Wednesday, August 16, 2006

Potato Man

I met Sven in Paris where we enjoyed shopping together for potatoes at the open-air market. I used them in stews. New potatoes tasted great boiled fresh with butter and parsley. Potatoes were always on the menu when we ate out. French cuisine satisfied Sven’s craving for the humble tuber, the result of having been raised on a potato-rich diet in Sweden.

My husband retired nine years ago and we moved from Europe to Cape Cod. Since American meals consist of a vegetable, meat or fish, and a starch, I started alternating rice, pasta, and potatoes at dinner. Little did I know this regime was a recipe for disaster. Sven began to lose his joie de vivre. He did not walk with the usual swagger, the glint left his eye, and meals ceased to be the treat they once were. Something was wrong . . .

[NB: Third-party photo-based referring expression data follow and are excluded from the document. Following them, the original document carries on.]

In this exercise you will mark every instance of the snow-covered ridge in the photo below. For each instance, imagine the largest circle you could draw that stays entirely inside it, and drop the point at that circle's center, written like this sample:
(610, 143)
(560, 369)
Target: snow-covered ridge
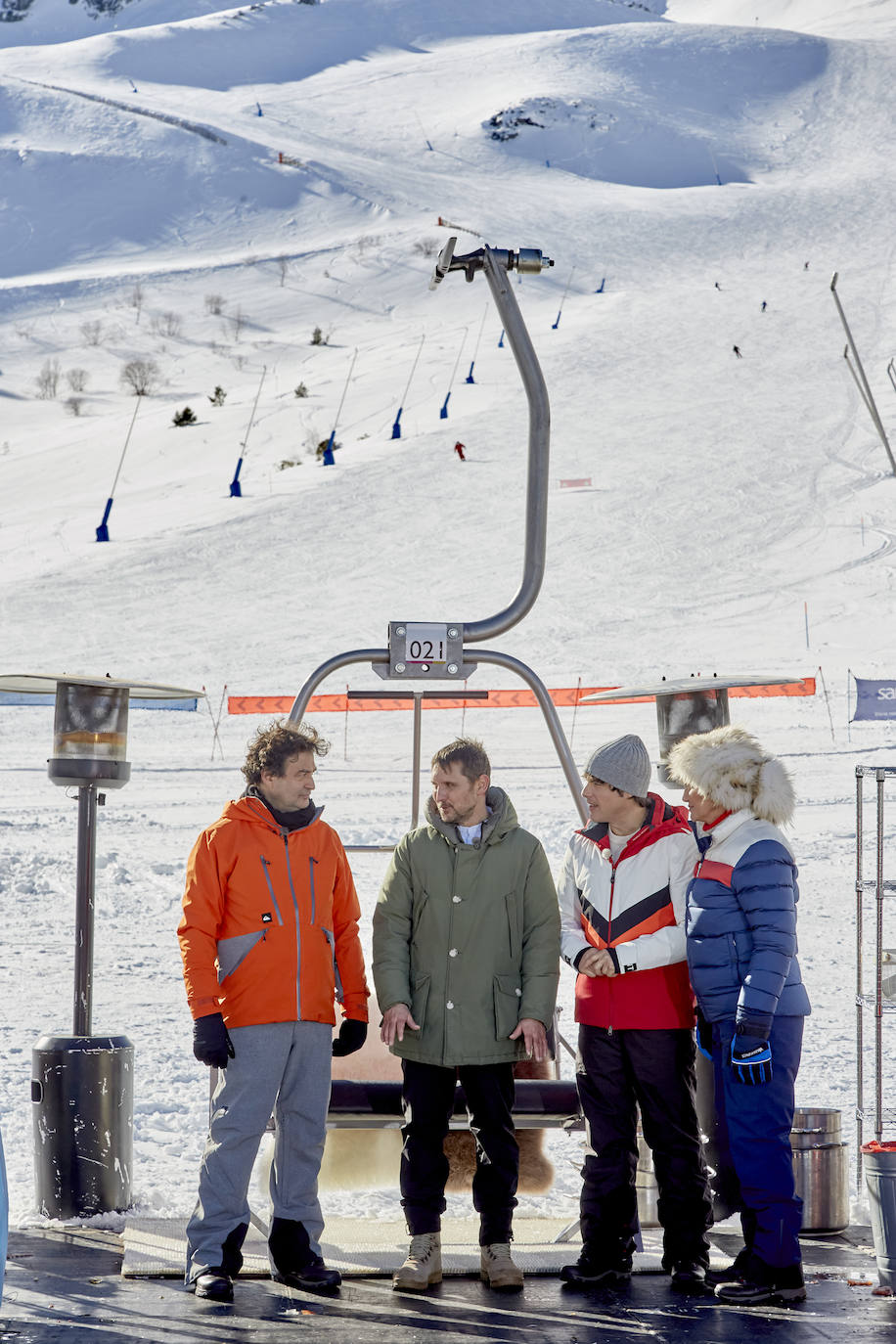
(739, 514)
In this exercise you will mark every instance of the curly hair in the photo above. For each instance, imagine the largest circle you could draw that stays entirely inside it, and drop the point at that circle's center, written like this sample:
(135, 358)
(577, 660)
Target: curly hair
(468, 753)
(273, 746)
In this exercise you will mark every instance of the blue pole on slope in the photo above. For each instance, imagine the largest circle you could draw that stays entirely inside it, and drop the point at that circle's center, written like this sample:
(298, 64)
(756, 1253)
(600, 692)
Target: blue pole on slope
(236, 489)
(443, 410)
(475, 349)
(103, 531)
(328, 452)
(396, 426)
(554, 326)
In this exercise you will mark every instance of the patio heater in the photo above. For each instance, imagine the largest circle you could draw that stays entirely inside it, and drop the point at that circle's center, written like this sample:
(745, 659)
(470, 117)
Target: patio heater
(82, 1085)
(691, 704)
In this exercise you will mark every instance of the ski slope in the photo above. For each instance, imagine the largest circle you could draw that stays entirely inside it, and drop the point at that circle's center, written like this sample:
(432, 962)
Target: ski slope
(696, 161)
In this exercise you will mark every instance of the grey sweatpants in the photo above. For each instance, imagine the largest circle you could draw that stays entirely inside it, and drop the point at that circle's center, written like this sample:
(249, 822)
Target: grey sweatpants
(280, 1069)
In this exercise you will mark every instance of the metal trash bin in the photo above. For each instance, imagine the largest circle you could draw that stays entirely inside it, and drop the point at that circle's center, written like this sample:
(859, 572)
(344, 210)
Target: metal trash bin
(82, 1089)
(878, 1161)
(821, 1170)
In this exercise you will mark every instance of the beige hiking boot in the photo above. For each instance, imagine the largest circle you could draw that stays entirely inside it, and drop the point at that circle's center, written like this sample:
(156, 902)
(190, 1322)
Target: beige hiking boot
(424, 1264)
(497, 1269)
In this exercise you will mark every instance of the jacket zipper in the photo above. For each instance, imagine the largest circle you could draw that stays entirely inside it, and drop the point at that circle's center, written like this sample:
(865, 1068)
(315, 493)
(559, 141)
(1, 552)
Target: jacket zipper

One day I decided to start a vegetable garden in order to provide fresh tomatoes to guests at our bed and breakfast. While perusing a seed catalogue, I noticed Swedish peanut fingerlings and remembered a neighbor’s comment that potatoes would thrive in the sandy soil of Wellfleet. It occurred to me that Sven might enjoy growing spuds. After all, didn’t potato plants dot the fields around his hometown? His mother had even produced “snow balls” in her backyard. Perhaps we should try growing potatoes, too? Without hesitation, I added a pound of “Swedish peanuts” to my order.

When the seed potatoes arrived, Sven showed me how to cut them so two eyes were on the surface and explained the hilling-up process. Eagerly he planted the spuds himself. He began to go out into the garden more often. Together we watched as the little plants began to sprout and flower. He watered the plants with care and picked off potato beetles. Then one day Sven pronounced the growing period over. Our crop was ready. Digging our first potatoes was quite an event. At dinner that night Sven slid a slice of fingerling into his mouth as if it were a communion wafer. A look of bliss spread across his face. In fact, the potatoes made him so happy that I decided to order more. In subsequent years, I purchased five pounds, then eight, then eighteen. Each year we try new varieties. Our organic potatoes taste better than any I have ever purchased at a supermarket.

Sven has become Potato-Farmer-in-Chief, responsible for our potato crop. Every fall he shovels in compost and manure. In the spring, he tills the soil and digs furrows. He makes holes in neat little rows and tucks the tubers into the earth. Together we wait expectantly as the garden blossoms with potato plants flowering purple, white and pink. With bees buzzing around us, we hold hands and contemplate our potato fields, happy at last. “I guess I’m a potato man,” Sven concludes as he serves up a feast of fresh boiled new potatoes with salmon and dill. Potato man he is.